General information
- Location: Elgoibar, Gipuzkoa Spain
- Coordinates: 43°14′09″N 2°23′58″W﻿ / ﻿43.23588°N 2.39954°W
- Owner: Euskal Trenbide Sarea
- Operator: Euskotren
- Line: Line E1
- Platforms: 1 side platform
- Tracks: 1

Construction
- Structure type: At-grade
- Parking: No
- Accessible: No

Other information
- Fare zone: Zone 5

Services
| Preceding station | Euskotren Trena |  |  | Following station |
| Toletxegain towards Matiko |  | Line E1 |  | Mendaro towards Amara |

Location

= Altzola station =

Railway station in Elgoibar, Basque Country, Spain

Altzola is a railway station in Elgoibar, Basque Country, Spain.

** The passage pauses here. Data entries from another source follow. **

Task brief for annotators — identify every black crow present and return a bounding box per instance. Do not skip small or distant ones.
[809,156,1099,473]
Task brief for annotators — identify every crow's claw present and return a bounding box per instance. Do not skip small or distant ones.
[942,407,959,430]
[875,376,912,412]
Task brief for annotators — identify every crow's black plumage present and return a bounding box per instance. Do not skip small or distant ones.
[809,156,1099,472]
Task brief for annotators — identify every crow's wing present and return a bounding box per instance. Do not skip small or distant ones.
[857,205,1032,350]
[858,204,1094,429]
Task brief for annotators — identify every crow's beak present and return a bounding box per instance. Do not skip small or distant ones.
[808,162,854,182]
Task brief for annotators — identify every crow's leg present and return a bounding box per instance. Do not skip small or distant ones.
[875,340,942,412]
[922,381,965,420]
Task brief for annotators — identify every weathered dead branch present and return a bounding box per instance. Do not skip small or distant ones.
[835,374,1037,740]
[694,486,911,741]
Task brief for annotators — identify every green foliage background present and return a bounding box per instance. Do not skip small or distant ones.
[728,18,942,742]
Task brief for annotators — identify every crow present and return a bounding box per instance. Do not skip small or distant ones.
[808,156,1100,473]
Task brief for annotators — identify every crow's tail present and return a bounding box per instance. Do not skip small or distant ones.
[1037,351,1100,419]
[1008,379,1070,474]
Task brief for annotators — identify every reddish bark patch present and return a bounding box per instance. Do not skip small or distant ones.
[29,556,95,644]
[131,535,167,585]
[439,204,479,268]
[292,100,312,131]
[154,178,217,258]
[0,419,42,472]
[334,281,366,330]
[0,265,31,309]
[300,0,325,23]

It is owned by Euskal Trenbide Sarea and operated by Euskotren. It lies on the Bilbao–San Sebastián line.

== History ==
The Elgoibar-Deba stretch in which the station is located opened in 1893, as part of the San Sebastián-Elgoibar railway. The station was damaged in 2014, when a small landslide destroyed the station shelter. The single track section of the line in which the station is located will be replaced by a new double-track tunnel which started construction in 2023. Due to the low usage of the station, the Basque Government has no plans to rebuild the station after the closure of the current single track section.

== Services ==
The station is served by Euskotren Trena line E1. Only four trains (in each direction) call at the station per day, with most trains on the line skipping it.